These Cleaning Products Should Be Bought, Not Made

These Cleaning Products Should Be Bought, Not Made

January 27, 2020

When it comes to finding crafting projects, life hacks and inspiration, Pinterest is a veritable gold mine. Pinterest has more than 250 million users, which equates to a lot of people sharing their best-kept secrets about how to make life simpler, more fun and more creative.

But there’s one Pinterest trend that might actually bring you more grief than satisfaction: DIY cleaning products. There are too many tutorials and infographics floating around online, originating from sites like Pinterest, that supposedly teach you how to make safe cleaning products. We’re here to provide a little context for this fad and warn against making and using these products. You could be putting your Walla Walla County, WA home at risk!
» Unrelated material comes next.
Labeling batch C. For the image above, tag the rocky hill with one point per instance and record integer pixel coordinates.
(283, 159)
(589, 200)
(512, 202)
Here are a few popular DIY cleaning product hacks that might sound good on the surface, but will leave you wishing you’d just gone to the store in the first place:

  • Furniture polish: Using cooking oils and vinegar like most hacks suggest is a bad idea. They’re liable to attract more dust and can leave behind sticky residues if improperly proportioned. Store-bought cleaners are safe for your furniture and formulated properly.
  • All-purpose cleaners: Contrary to popular belief, vinegar, baking soda and essential oils aren’t the panaceas they’re made out to be. While they might leave behind a fresh scent, they take a long time to disinfect, which means you have to let them set for hours at a time. This isn’t practical. What is practical is using a store-bought cleaner with eco-safe ingredients.
  • Disinfectant wipes: Here again, vinegar and essential oils aren’t an alternative to disinfectant wipes. Contact time matters, and these ingredients by themselves won’t achieve a safe level of disinfection. Better to use brand-name wipes that are formulated to clean 99 percent of germs on contact.
  • Window cleaner: DIY window cleaners are notorious for causing unseen damage to glass. For starters, abrasive cleaners can scratch glass at a microscopic level, weakening it over time. Additionally, most general DIY cleaners aren’t streak free, which can be maddening when the sun shines through and illuminates all those streaks!
  • Odor-fighting sprays: DIY odor fighting sprays are, in a nutshell, ineffective. They mask odors instead of fighting them, which means whatever’s causing the smell stays there long after the nicer scent wears off. Commercial cleaning products actually trap odor-causing bacteria and eliminate them, for true freshness.
  • Shower cleaner: You might feel good whipping up a natural shower cleaner using eggshells, baking soda and citrus, but it’s not going to feel so great when you spend hours scrubbing your tile and grout! Stick to fast-acting, powerful cleaners that actually soften and lift soap scum and hard water marks.

While it’s good to have a mind for eco-friendly cleaning materials, know that it’s becoming easier to find these items in stores in Walla Walla County, WA. You don’t have to go through the trouble of making your own cleaners and, frankly, you shouldn’t anyway. They’re just not as effective and have the potential to do more harm than good in your home.